Saturday, 1 January 2022

Tales from the Gimli Hospital (1988)

 


Director: Guy Maddin

Screenplay: Guy Maddin

Cast: Kyle McCulloch as Einar the Lonely, Michael Gottli as Gunnar; Angela Heck as Snjófridur; Margaret Anne MacLeod as Amma; Heather Neale as the Granddaughter; David Neale as the Grandson; Don Hewak as John Ramsay; Ron Eyolfson as Pastor Osbaldison; Chris Johnson as Dufferin; Donna Szöke as the Fish Princess

An Abstract List Candidate

 

Tales from the Gimli Hospital is a tale-within-tales, told by an Icelandic grandmother to her grandchildren on their mother's deathbed, when people scrubbed themselves with hay, and at a smallpox epidemic hospital, surgery is done with puppet shows than using anaesthesia. The first feature film by Guy Maddin, the legendary Canadian filmmaker, it feels like the first work from a director who would flesh out his career more as he went on, perfecting it. Like the ill-advised decision to have a blackface character, back when it was presumed to be ironic to comment on minstrel performances but still problematic, Tales from the Gimli Hospital does feel like a very early work from a director who, from his next Archangel (1990) onwards, would completely iron out and perfect his unique filmmaking style.

What Gimli is on inspection is Maddin tentatively making his steps into cinema, a cult film among those smaller budget genre movies made independently with no true discernible genre. Like those films, Maddin's unique personality is there immediately, and a thing to admire, but he was able to fully flesh out his aesthetic interests more as he went on. Here he is only flirting with his fascination with older art styles is cinema, silent cinema intertitles and coloured filtered the only touch stones to be found, Gimli follows a man named Einar the Lonely (Kyle McCulloch) who, in a community of Icelandic emigrants to Canada's outer wilds, is interred in a hospital during a small pox outbreak in the past. Canadian history becomes a pool for Guy Maddin's psychodramatic stories, and just plain weird imagery and behaviours as, meeting a rotund but loved fellow patient named Gunnar (Michael Gottli), who engages the female nurses and cuts out fish from tree bark to pass the time. Einar becomes jealous of his fellow patient's ability to interest the nurses. Sexually frustrated, neither does it help that when Gunnar reveals a tragic past of losing a woman he loved, who came to the small pox hospital with him and eventually succumbed whilst caring from him, Einar is involved in a way emphasising early how Maddin likes, even in seemingly jovial patsiches, to have dark humoured and transgressive content in his work.

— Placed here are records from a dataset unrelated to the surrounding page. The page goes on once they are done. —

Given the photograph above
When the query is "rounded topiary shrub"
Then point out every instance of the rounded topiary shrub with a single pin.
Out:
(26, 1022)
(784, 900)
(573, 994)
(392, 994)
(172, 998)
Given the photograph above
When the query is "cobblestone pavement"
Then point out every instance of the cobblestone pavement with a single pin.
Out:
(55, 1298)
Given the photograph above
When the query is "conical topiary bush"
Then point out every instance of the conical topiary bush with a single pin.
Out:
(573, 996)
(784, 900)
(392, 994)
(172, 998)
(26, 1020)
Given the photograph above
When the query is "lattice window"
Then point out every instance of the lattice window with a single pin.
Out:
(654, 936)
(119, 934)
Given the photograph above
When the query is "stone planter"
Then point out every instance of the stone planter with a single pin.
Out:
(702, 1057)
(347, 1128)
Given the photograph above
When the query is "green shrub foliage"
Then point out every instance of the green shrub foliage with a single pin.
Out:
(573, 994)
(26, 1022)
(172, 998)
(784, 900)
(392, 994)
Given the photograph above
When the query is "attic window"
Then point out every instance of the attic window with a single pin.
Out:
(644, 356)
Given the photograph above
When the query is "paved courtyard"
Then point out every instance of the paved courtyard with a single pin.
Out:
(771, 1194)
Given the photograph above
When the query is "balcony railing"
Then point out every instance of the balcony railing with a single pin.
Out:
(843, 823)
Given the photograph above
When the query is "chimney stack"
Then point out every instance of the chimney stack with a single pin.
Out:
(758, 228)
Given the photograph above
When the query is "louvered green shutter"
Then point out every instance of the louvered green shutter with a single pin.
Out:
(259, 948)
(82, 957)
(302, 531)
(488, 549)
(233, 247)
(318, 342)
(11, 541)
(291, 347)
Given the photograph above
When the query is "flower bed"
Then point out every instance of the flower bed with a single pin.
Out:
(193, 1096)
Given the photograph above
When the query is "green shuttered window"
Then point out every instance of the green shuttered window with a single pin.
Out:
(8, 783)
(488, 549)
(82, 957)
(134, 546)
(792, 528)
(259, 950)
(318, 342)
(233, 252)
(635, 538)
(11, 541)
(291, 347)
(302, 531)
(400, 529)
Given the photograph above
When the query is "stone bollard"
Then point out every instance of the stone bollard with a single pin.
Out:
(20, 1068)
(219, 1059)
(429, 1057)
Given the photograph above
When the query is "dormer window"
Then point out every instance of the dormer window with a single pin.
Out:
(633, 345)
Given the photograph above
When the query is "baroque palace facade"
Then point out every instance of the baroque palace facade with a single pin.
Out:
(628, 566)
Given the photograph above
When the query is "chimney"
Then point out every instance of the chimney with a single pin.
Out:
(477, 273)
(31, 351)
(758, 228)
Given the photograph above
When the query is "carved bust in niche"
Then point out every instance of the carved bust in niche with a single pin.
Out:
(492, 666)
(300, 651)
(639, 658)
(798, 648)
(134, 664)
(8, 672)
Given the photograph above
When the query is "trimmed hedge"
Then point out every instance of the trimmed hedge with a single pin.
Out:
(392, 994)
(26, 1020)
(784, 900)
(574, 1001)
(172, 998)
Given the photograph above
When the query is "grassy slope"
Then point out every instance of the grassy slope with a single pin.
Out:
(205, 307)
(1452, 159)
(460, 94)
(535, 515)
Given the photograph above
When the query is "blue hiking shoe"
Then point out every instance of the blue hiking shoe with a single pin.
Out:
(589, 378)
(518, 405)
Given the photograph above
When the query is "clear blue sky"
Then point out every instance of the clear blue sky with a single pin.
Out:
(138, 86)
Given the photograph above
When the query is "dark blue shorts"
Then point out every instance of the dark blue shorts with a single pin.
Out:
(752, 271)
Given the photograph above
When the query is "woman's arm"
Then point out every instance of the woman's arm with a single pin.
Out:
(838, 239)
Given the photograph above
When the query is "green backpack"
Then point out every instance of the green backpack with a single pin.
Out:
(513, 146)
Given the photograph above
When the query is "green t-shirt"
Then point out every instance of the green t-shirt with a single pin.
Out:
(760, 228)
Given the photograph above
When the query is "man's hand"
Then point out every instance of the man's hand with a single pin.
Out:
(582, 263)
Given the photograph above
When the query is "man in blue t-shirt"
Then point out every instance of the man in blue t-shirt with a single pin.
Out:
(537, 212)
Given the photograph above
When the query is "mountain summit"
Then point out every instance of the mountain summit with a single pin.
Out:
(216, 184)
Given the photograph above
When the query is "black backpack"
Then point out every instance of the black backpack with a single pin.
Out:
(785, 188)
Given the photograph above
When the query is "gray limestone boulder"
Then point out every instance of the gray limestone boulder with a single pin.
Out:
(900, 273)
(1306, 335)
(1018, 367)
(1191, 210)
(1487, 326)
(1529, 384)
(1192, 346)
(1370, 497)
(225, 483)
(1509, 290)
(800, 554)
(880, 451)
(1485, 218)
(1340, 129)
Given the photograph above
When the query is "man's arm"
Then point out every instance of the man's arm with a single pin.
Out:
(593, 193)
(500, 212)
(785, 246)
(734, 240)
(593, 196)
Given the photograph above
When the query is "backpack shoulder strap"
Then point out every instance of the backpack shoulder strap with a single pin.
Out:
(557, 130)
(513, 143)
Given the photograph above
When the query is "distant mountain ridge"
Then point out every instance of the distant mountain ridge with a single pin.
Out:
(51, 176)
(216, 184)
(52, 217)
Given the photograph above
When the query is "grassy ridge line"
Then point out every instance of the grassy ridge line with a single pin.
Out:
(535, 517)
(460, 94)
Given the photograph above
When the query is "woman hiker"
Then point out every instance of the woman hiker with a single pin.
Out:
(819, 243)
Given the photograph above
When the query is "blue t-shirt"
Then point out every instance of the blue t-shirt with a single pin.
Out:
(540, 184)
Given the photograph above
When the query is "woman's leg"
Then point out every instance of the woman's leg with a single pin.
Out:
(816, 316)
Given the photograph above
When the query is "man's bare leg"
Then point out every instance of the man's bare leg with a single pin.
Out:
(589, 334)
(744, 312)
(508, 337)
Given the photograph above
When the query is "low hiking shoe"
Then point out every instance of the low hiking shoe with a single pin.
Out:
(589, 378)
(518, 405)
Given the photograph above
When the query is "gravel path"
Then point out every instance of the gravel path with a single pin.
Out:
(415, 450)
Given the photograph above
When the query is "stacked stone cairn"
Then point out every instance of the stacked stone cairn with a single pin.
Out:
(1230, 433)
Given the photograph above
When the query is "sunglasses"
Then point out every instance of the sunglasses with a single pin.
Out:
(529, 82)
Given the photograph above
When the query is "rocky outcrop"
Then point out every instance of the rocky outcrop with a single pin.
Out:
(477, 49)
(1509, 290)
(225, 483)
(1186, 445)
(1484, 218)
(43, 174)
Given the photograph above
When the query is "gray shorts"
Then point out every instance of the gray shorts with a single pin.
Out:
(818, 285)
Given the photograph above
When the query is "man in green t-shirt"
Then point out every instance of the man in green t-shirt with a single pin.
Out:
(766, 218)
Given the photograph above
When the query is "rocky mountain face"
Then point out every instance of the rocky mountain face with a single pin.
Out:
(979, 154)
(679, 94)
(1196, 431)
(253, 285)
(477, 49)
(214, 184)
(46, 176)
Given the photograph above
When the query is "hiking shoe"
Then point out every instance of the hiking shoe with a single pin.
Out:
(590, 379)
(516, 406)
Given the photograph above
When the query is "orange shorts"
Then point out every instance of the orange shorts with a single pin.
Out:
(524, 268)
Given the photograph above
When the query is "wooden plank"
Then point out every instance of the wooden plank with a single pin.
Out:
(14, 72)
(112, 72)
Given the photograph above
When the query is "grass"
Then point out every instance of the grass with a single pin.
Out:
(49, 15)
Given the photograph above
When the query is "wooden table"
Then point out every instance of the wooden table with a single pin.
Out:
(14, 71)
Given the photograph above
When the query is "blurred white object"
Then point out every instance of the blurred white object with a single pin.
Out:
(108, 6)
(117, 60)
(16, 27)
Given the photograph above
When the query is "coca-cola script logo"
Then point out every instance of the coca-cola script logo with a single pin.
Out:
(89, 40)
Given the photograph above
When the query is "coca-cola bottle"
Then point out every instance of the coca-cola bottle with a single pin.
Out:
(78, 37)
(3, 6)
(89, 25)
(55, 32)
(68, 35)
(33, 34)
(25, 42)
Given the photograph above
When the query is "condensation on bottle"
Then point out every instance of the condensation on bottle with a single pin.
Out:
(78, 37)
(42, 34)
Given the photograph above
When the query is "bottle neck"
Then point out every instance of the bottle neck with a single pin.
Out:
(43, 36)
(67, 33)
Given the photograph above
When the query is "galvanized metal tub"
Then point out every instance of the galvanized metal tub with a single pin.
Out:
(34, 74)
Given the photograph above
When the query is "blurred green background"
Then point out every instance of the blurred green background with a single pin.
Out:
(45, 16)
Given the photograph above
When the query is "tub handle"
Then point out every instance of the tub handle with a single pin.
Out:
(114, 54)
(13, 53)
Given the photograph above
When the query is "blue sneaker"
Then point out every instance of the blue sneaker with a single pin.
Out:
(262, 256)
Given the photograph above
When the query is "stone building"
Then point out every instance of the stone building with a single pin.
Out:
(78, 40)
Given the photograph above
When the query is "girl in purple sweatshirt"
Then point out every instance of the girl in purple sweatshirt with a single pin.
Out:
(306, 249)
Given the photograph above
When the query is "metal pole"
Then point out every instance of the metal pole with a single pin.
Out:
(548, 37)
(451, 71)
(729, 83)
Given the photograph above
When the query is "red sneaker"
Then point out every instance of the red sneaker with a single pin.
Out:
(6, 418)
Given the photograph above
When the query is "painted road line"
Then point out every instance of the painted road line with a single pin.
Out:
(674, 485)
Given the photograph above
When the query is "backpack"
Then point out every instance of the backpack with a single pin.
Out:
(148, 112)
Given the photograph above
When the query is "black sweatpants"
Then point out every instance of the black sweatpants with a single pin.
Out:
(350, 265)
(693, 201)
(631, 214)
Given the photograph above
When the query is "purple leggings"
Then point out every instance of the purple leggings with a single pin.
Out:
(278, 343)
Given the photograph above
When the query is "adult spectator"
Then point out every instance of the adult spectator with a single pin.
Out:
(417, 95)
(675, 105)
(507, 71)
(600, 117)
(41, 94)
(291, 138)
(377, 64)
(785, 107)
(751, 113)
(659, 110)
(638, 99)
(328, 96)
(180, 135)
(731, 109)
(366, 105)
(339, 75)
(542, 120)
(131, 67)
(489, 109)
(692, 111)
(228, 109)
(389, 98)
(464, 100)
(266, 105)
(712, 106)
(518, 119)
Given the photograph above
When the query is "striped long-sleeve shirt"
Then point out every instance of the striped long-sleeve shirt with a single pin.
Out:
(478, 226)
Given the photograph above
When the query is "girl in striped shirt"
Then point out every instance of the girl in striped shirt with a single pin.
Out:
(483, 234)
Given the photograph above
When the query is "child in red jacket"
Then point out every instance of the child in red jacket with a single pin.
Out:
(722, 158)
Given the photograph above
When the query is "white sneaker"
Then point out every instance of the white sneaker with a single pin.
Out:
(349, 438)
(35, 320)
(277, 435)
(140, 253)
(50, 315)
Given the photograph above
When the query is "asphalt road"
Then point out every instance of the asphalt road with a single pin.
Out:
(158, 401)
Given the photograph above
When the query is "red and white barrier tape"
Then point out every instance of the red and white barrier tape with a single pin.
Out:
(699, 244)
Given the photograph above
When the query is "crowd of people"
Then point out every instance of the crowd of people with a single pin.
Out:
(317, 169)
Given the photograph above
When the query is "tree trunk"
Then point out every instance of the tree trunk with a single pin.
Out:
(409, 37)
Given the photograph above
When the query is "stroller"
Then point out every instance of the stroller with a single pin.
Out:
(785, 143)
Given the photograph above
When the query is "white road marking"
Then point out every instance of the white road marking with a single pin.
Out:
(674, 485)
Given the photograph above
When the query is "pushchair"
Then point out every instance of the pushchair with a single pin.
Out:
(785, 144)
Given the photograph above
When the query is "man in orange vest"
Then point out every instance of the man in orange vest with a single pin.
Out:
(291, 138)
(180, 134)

Shot in grainy 16mm, Gimli already establishes the plot style of future Maddin films but is slighter, when other narratives became more grandiose and even over-the-top with the later productions. Gimli is a slight film just in length, only over an hour, and even against another short film of a similar length, Cowards Bend the Knee (2003), this could have been thinly spread if any longer whilst the later Maddin film was a psychodrama of strangeness that felt incredibly crammed into a similar length. This is an early work from Maddin, but the flirting of his creativity is here. The strange behaviours and sights, which casually appear and then vanish, of his characters make their appearance already, like surgical puppetry as mentioned, as does the fact large portions of his career are frankly about the neurosis of the heterosexual man. It is befitting he loosely remade Alfred Hitckcock's Vertigo (1958), with Evan Johnson, and Galen Johnson, using existing footage from San Francisco made productions called The Green Fog (2017), as Maddin would probably be happy to admit his career has devoted large portions of itself (even scrutinising himself) about the neurosis and destructive natures of men in lust.

Here, the outcome breaks out in a man going blind due to emotional shock and, closer to the old silent films he is referring to, Einar stumbling on a fish queen preceding over a chorus of female dancers from children to grown women. To say that this is one of his weakest films for me is actually a virtue as, the first for Maddin as a feature length work, he starts well and would considerably improve upon this. The sense he was already progressing at this stage was with a fragment deleted from the film but remade into a short by itself, Hospital Fragment (2000). A surreal piece, of erotic desire encased within a secret space, of a nude man and woman housed in a small container looking out at bare-chested men slapping dead fish together, the woman entrapped in nets, an eruption of psychosexual intensity with the early use of Maddin of rapid editing that would come to his cinema alongside more techniques. Tales from the Gimli Hospital is a good film still, but the sense of it being a launching pad is also felt as, after, he would develop and grow more as a director significantly and immediately.